The year 2011 was coming to a close.  It had been a good year and as I thought about our little town, I had the idea that since most of the folks had old cars or none at all, I would do something about it.  Then and there I promised myself that I  would park a new car in front of every house!  Now as I said our town is very small, and the townsfolk are a quiet bunch. They are quite happy, just to be here!  Truth be told, they don't drive much to speak of, and the little train still comes through town on occasion, so just maybe this idea would perk up the whole town.

So,one cold December day, four years ago, I headed out to buy 12 new cars.  The very first place I stopped at had what I wanted.  A twelve pack of metal die-cast cars.  A real variety of colors and styles....something for everyone!  They were a bargain too...it is only modesty that keeps me from disclosing the total sticker price!  

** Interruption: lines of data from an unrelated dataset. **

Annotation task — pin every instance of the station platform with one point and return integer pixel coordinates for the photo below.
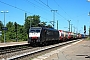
(76, 51)
(12, 43)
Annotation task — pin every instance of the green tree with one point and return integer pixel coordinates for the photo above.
(1, 25)
(10, 33)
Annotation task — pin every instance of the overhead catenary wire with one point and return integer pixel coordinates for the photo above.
(20, 9)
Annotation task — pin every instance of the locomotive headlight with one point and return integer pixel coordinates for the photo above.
(38, 39)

Well, when I got them back to town, first thing I had to do was to collect and dispose of the old cars, and very carefully divvy up the new "wheels" in a way that would be pleasing to all.  After I had finished, I stood back and I found out that I had been right...It did perk up the whole town.  Well it will be three years since then,and I have not heard a word of complaint...or thanks for that matter, but the act was meant to be anonymous after all.  They all still have low mileage, and their new car shine...especially when the tree lights are turned on!

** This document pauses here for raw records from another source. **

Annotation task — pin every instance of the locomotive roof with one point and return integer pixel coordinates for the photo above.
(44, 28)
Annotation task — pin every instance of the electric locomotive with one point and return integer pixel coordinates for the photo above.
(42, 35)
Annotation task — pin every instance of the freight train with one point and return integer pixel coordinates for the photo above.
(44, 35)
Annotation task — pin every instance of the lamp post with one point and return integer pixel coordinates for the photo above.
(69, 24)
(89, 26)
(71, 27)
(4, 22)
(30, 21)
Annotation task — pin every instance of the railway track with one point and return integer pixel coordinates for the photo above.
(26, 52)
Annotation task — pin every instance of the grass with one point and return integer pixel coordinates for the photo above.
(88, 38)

Oh, and I almost forgot...I had a little left in the kitty...enough to buy a new school bus for the town's little school!  All in all, the Christmas of 2011 was one of the Town's best!  .....and Oprah had nothing to do with it!

View attachment 11645


----------



## Falcon (Dec 9, 2014)

Jim,  I've always admired a man with a generous heart.  How thoughtful of you. It must have emptied your piggy bank.

I can hear the town folk singing their praise.


----------



## jujube (Dec 9, 2014)

Hahaha!


----------



## Meanderer (Dec 15, 2014)

Here's a closer look at the Bus!

View attachment 11763


----------



## RadishRose (Dec 15, 2014)

Good man!!!!


----------